Bad Religion, Bad Results

Ross Douthat’s book, Bad Religion, sets out to explain "how we became a nation of heretics".

Bad Religion: How We Became a Nation of Heretics
by Ross Douthat
Free Press (New York, 2012)
337 pages.

In a 2005 study conducted by sociologists Christian Smith and Melinda Lundquist Denton, they found that 97% of teenagers professed some sort of belief in the divine. 71% of those teenagers also agreed that they were “very” or “somewhat” close to God, and an overwhelming majority identified themselves as Christians. Contrary to public opinion—and the fear of many parents and churches around the nation—secularism does not appear on the rise in the United States. Celebration, however, would be premature. According to Ross Douthat, it’s not that we no longer have religion in this country. Instead, we have bad religion—which is the theme (and title) of Douthat’s latest book Bad Religion: How We Became a Nation of Heretics.

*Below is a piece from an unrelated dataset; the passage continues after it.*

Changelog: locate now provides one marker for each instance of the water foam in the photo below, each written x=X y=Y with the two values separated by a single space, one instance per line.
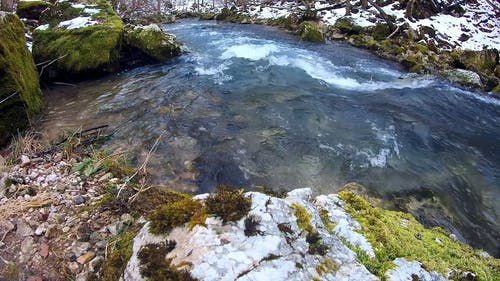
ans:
x=252 y=52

For Douthat, the youngest ever New York Times op-ed columnist,  “America’s problem isn’t too much religion, or too little of it.” Bad religion, according to the author, is “the slow-motion collapse of traditional Christianity and the rise of a variety of destructive pseudo-Christianities in its place.” Chock full of telling anecdotes and history, Douthat surveys the rise and decline of mainline Protestantism in the United States, as well as the golden era of American Catholicism that reached its peak in the 1960’s.  For Catholics and Protestants alike, much of the twentieth century was defined by an individual or a family’s commitment to their particular faith tradition, which had a core understanding of orthodox beliefs and practices, dubbed by the Anglican C.S. Lewis as a mere Christianity. The problem today, however, is that most Americans are losing that center.

Gone are the days when religious debates throughout the country were over Catholic belief in the real presence in the Eucharist or Southern Baptist condemnation of alcohol. Even more divisive topics like women’s ordination or the use of contraceptives within marriage have taken a back seat, while beliefs that were once considered to be at the very heart of Christianity and widely shared in all Christian traditions, such as the doctrine of the Trinity, the divinity of Christ, a common understanding of sin, the need for constant repentance, and the hope of Heaven after death, are now largely questioned and viewed as irrelevant to our modern age.

Some may respond that Douthat is too pessimistic and argue that those embracing or promoting unorthodox beliefs are simply heretics. For Douthat, however, these heretics are becoming the new norm. Once upon a time in American Christianity, thinkers like Jacques Maritain, Dietrich Bonhoeffer, John Henry Newman, Elizabeth Anscombe, and G.K. Chesterton were heralded as men and women who spoke and wrote with authority on matters related to Christian thought. They have now been replaced with figures like Benny Hinn, Oprah Winfrey, Dan Brown, Joel Osteen, Joyce Meyer, and Elaine Pagels and orthodox Christianity is being replaced by a do-it-yourself spirituality or therapeutic religion.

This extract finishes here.